Capivaras de patas esturricadas pelo sol escaldante matam a sede numa lagoa repleta de lama. Parecem não se importar com a presença dos jacarés, que procuram ali um pouco de água fresca, já que sombra é impossível no Pantanal nos quase seis meses de seca. Nessa época, os animais da terra, os peixes e os pássaros que conseguem sobreviver à falta de comida e à sede sofrem com a ameaça do fogo rasteiro, que varre a planície impulsionado pelo vento, deixando para trás um rastro de destruição e de morte. A escassez de comida é tanta que a onça-pintada disputa com urubus uma carcaça de boi apinhada de moscas, para dar de comer a seus dois filhotes.

Na outra metade do ano, quando chove e a região ladeada pelo cerrado se transforma na maior área alagada do mundo, os bichos reinam. Preguiçosos, os jacarés postam-se ao pé das cachoeiras com a boca aberta, à espera de que um peixe mergulhe em sua garganta. Obrigadas a uma dieta forçada na estiagem, as vegetarianas e corpulentas capivaras fartam-se de arbustos e folhagens. Gordas e saudáveis outra vez, elas se tornam o banquete preferido das onças-pintadas. Todos os anos, depois de arrasado pela seca e pelo fogo, o Pantanal brota das cinzas, floresce e exibe um dos cenários mais ricos do planeta em diversidade de animais e plantas. Foi em busca de cenas do espetáculo da vida selvagem que uma equipe de 72 profissionais da emissora inglesa BBC passou três anos em campo para rodar o documentário América do Sul selvagem, que será exibido no Brasil entre 6 e 11 de agosto, pelo canal pago de tevê Discovery.

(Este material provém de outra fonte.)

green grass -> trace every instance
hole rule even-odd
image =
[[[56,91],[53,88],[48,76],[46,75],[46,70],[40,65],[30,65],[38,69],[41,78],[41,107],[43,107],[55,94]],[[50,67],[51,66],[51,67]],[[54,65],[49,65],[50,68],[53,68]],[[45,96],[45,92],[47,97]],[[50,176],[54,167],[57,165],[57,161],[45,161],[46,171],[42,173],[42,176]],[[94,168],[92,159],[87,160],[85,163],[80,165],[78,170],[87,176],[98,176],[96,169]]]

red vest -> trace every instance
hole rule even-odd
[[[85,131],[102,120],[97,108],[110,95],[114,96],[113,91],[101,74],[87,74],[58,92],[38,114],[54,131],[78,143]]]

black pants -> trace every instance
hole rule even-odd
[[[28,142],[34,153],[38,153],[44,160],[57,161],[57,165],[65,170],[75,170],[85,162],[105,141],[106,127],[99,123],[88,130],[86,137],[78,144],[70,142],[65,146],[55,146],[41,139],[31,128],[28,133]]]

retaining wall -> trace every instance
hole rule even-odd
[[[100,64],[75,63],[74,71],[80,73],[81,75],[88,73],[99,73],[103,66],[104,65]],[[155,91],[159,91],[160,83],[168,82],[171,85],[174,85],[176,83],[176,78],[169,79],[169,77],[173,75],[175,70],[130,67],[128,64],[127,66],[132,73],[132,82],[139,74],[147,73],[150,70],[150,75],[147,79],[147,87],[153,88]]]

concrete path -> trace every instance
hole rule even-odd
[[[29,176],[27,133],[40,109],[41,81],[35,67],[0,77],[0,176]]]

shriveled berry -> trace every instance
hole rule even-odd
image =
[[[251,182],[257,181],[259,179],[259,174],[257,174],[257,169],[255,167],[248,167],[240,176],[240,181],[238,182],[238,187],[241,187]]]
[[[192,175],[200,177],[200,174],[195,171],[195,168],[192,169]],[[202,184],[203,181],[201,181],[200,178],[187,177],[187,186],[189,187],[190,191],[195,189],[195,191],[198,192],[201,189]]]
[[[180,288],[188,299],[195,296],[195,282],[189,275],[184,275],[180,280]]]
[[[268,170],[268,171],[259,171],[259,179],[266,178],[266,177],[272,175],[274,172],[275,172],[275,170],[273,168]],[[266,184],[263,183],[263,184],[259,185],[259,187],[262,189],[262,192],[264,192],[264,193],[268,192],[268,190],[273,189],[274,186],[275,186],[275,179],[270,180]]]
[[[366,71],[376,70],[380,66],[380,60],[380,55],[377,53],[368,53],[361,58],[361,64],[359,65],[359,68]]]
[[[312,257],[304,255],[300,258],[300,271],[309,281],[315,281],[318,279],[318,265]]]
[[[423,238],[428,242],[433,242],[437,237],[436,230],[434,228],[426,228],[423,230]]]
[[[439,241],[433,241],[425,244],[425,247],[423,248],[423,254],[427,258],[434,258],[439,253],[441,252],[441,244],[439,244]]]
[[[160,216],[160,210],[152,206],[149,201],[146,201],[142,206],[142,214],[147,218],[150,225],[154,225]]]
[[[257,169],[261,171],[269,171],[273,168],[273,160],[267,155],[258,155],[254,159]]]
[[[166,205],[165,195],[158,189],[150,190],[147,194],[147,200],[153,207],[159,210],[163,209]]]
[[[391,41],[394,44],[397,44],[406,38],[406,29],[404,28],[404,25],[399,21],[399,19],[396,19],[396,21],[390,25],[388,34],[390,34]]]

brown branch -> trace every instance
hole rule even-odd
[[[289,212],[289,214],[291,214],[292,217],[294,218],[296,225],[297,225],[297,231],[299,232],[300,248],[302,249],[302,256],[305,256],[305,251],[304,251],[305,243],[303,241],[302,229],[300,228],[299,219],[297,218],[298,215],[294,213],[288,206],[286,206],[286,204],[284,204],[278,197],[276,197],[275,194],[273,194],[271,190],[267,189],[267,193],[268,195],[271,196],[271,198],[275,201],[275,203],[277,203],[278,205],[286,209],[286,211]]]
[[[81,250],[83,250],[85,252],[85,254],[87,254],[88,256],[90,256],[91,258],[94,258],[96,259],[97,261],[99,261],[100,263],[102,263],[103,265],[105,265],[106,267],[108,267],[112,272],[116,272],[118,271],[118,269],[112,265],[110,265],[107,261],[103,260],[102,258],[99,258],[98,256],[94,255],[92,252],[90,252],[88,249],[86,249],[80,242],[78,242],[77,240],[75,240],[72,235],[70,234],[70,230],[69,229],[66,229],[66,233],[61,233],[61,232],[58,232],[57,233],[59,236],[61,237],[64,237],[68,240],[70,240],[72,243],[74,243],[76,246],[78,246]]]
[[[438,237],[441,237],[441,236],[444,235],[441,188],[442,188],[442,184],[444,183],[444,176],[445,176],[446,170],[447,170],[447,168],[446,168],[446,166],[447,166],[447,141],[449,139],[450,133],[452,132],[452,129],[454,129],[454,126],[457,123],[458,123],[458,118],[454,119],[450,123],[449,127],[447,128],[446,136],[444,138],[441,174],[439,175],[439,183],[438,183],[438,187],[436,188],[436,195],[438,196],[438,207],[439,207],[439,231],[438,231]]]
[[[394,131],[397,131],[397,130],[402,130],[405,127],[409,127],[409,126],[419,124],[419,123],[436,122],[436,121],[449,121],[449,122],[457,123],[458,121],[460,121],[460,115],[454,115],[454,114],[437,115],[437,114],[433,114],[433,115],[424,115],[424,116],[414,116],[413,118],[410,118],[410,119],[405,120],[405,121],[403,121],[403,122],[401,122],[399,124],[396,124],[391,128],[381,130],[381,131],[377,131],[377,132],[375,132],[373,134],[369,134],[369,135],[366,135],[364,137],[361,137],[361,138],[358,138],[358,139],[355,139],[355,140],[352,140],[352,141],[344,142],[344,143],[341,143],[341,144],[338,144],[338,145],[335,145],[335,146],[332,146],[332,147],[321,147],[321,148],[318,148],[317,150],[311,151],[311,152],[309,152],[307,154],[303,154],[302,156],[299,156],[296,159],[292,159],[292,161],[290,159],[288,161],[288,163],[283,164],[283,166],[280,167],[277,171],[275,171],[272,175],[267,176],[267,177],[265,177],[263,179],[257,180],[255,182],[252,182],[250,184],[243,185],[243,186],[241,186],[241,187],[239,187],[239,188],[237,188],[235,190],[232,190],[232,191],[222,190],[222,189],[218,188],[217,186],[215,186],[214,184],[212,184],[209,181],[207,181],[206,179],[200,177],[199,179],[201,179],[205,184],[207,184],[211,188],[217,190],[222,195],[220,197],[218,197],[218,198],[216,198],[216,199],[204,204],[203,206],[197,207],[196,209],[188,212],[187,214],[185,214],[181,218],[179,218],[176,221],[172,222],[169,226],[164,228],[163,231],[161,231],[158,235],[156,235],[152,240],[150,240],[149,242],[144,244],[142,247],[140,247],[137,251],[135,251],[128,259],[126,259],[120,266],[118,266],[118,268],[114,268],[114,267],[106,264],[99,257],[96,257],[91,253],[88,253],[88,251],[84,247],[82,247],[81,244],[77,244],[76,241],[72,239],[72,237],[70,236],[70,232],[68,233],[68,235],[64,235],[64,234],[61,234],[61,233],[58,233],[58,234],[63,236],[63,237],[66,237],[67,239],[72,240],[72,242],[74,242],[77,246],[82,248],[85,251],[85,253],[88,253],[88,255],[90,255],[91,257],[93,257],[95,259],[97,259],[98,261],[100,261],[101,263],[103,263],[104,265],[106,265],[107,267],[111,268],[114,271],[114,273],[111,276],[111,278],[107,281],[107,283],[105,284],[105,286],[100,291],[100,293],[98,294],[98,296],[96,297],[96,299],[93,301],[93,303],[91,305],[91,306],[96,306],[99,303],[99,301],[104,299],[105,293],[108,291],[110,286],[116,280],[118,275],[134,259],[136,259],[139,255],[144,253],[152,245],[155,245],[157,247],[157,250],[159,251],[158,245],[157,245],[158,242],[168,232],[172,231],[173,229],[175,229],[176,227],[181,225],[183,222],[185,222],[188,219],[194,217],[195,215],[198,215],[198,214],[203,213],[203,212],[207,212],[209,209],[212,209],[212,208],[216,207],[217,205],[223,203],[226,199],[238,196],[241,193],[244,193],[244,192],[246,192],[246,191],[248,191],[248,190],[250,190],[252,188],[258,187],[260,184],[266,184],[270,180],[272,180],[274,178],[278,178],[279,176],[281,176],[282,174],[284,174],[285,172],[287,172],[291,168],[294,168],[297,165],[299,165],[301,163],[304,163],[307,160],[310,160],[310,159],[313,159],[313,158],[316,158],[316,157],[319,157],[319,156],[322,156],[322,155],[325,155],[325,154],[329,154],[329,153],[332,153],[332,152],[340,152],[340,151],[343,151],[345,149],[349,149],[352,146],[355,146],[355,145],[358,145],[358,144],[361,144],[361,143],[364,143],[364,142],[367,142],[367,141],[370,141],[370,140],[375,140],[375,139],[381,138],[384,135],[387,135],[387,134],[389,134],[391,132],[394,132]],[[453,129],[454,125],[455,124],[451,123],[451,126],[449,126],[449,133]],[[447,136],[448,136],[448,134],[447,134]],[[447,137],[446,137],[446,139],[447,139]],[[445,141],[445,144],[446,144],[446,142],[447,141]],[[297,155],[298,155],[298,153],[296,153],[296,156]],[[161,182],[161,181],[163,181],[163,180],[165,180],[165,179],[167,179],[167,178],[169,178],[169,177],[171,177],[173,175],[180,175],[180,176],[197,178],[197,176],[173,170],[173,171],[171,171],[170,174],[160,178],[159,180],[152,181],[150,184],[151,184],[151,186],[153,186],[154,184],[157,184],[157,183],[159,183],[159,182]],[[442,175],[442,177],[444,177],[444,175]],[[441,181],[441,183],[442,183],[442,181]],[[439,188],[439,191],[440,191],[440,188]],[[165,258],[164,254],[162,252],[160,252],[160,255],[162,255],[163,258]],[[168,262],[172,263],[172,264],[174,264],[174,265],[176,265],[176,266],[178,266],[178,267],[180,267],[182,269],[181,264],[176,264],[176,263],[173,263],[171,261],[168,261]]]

A produção consumiu 3,5 milhões de libras (cerca de R$ 980 mil) e usa a última palavra em tecnologia, como uma câmera infravermelha. Foi com ela que se conseguiu gravar flagrantes da vida noturna e debaixo d’água. O resultado são imagens de tirar o fôlego dos apreciadores da natureza. São ao todo seis episódios, quatro deles rodados em território nacional. Além da imensidão alagada do Pantanal, há um episódio só sobre o rio Amazonas, que tem a maior vazão fluvial do planeta e inunda todos os anos uma área do tamanho da Inglaterra, outro sobre a Floresta Amazônica e um dedicado à mais longa cadeia montanhosa do mundo, a cordilheira dos Andes. A série de tevê exibe ainda imagens do deserto de Atacama, no Chile, dos pampas gaúchos e da inóspita e gelada Patagônia.

Amor eletrizante – No capítulo sobre o cerrado, as câmeras infravermelhas flagaram uma raridade: um casal de lobos-guará – espécie em extinção – engalfinha-se numa disputa por território e por pequenos roedores e seus ovos. A maior surpresa debaixo d’água foram os peixes-elétricos, que chegam a disparar choques de 10 a 600 volts para paralisar suas presas e depois abocanhá-las. “Existem 73 espécies de peixe-elétrico na Amazônia central e eles usam essa energia para se alimentar ou para se comunicar com animais da mesma espécie em tempos de acasalamento e reprodução”, diz o biólogo brasileiro Marcio Ayres, um dos consultores da série sobre a vida selvagem sul-americana.

Ayres conta que o documentário inglês conseguiu registrar fenômenos de que só se tinha notícia em relatos folclóricos dos nativos. Um deles é a peripécia gastronômica do primata sagui-de-cara-branca. Para proteger-se do veneno de folhagens da Floresta Amazônica das quais se alimenta, ele forra o estômago com lama. São sinais da capacidade de adaptação dos animais às agruras do seu ambiente natural. O documentário explora ainda toda a costa oeste da América do Sul. Registrou imagens de baleias-cachalote nadando em direção a seu berço de reprodução, nas Ilhas Galápagos, além de pinguins, golfinhos e pássaros exuberantes como o condor, símbolo da Patagônia, e o albatroz, imensa e bela ave dos mares cujas asas desajeitadas quando está em terra levaram o escritor francês Charles Baudelaire a compará-lo ao poeta.